35 Tuttavia la Commissione, nel calcolo degli interessi che reclama, ha applicato al periodo compreso tra l'8 dicembre 1989 e il 6 aprile 1993 un tasso unico di 10,27837%, arrotondato a 10,28% e, per il periodo compreso tra il 7 aprile 1993 e il 30 giugno 2002, un tasso unico di 4,619591%, corrispondente alla media dei tassi mensili rilevati durante tali periodi. Secondo tale calcolo, l'importo complessivo degli interessi dovuti è di EUR 12 707,04 per il primo periodo e di EUR 10 715,87 per il secondo, ossia complessivamente di EUR 23 422,91.
36 Dal momento che quest'ultimo importo è più basso, occorre accogliere le conclusioni della Commissione per quanto riguarda il pagamento di interessi per l'importo di EUR 23 422,91.
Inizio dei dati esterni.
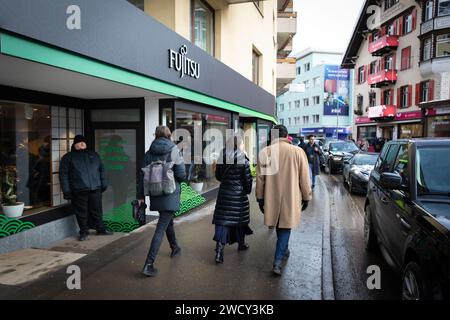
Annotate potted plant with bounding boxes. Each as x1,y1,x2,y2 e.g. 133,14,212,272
190,164,203,193
2,169,25,218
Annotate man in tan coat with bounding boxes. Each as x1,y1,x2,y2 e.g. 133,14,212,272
256,125,312,275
37 Dall'insieme delle considerazioni che precedono, risulta che la Hydrowatt deve essere condannata a pagare alla Commissione la somma di EUR 25 109, maggiorata degli interessi convenzionali per un importo pari a EUR 23 422,91.
Decisione relativa alle speseSulle spese
38 Ai sensi dell'art. 69, n. 2, del regolamento di procedura, la parte soccombente è condannata alle spese se ne è stata fatta domanda. Poiché la Commissione ha concluso per la condanna della Hydrowatt e questa è rimasta soccombente nei suoi motivi, occorre condannarla alle spese.
DispositivoPer questi motivi,
LA CORTE (Prima Sezione)
dichiara e statuisce:
1) La Hydrowatt SARL è condannata a pagare alla Commissione delle Comunità europee la somma di EUR 25 109, maggiorata degli interessi convenzionali per un importo pari a EUR 23 422,91.
2) La Hydrowatt SARL è condannata alle spese.